The air temperature dropped considerably as we approached the glacier and we started feeling the katabatic winds, or a chilly breeze that runs off the glacier as the cold air rushes down its slopes. Basically, the air on top of the glacier is cooled, and as a result becomes more dense since the density of air is inversely proportional to its temperature. The denser air then sinks and is pulled down the slope by gravity, replacing the warmer, less dense air down at the face of the glacier, where we were standing. Luckily it was warm enough out that the cold air felt great!

Even though Exit Glacier is just a fraction of its former size, and in fact is one of the smallest glaciers that extend of the Harding Ice Field that makes up the bulk of Kenai Fjords National Park, when you are right at the face of the glacier it still seems pretty huge!


Lancashire and Lakeland Outback Adventure Wildlife Safaris said...

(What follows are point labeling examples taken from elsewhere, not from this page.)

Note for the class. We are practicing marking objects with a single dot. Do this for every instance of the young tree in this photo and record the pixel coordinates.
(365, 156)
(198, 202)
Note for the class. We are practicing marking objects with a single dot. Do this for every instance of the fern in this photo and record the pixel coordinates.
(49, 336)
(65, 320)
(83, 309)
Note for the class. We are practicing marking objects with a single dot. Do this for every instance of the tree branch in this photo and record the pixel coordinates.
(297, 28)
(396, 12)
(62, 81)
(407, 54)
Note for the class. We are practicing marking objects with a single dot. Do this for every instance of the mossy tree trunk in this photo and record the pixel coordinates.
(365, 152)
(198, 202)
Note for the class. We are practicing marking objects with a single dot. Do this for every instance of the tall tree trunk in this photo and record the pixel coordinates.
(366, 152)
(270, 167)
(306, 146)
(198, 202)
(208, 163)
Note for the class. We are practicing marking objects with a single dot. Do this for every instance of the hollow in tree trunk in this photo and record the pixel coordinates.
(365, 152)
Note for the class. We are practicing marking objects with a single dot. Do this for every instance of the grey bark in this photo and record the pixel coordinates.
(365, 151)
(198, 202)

Hi Monika pardon me for being pedantic but surely all glaciers have receeded since the end of the Little Ice Age, by definition it must have warmed up a bit since then! Did you know that the reason you lot aren't still a British colony is due to the Little Ice Age as the Delaware River froze and enabled Washington to make a tactical manoeuvre which ultimately ended up in the defeat of the British...doh...and the lad was born only 25 miles from here...traitor.


PS you're well ahead now stuck on 166, might have to count the FL not the horrid ectoparasites!

Monika said...

Dave - I guess that was my point that things have warmed up since the Little Ice Age anyway regardless of what humans have done since then. There's so much talk about global warming all the time I think some people forget to talk about the bigger cycles at work. As for the ticks, if you counted the ectoparasites I'm sure you would be far ahead! Even the Florida birds might put you out in front.

layana said...

Those pictures look lovely. It is really worth it to do all that we can to save these wonderful creatures that we see. How great it will be if our descendants will still be able to enjoy these sights.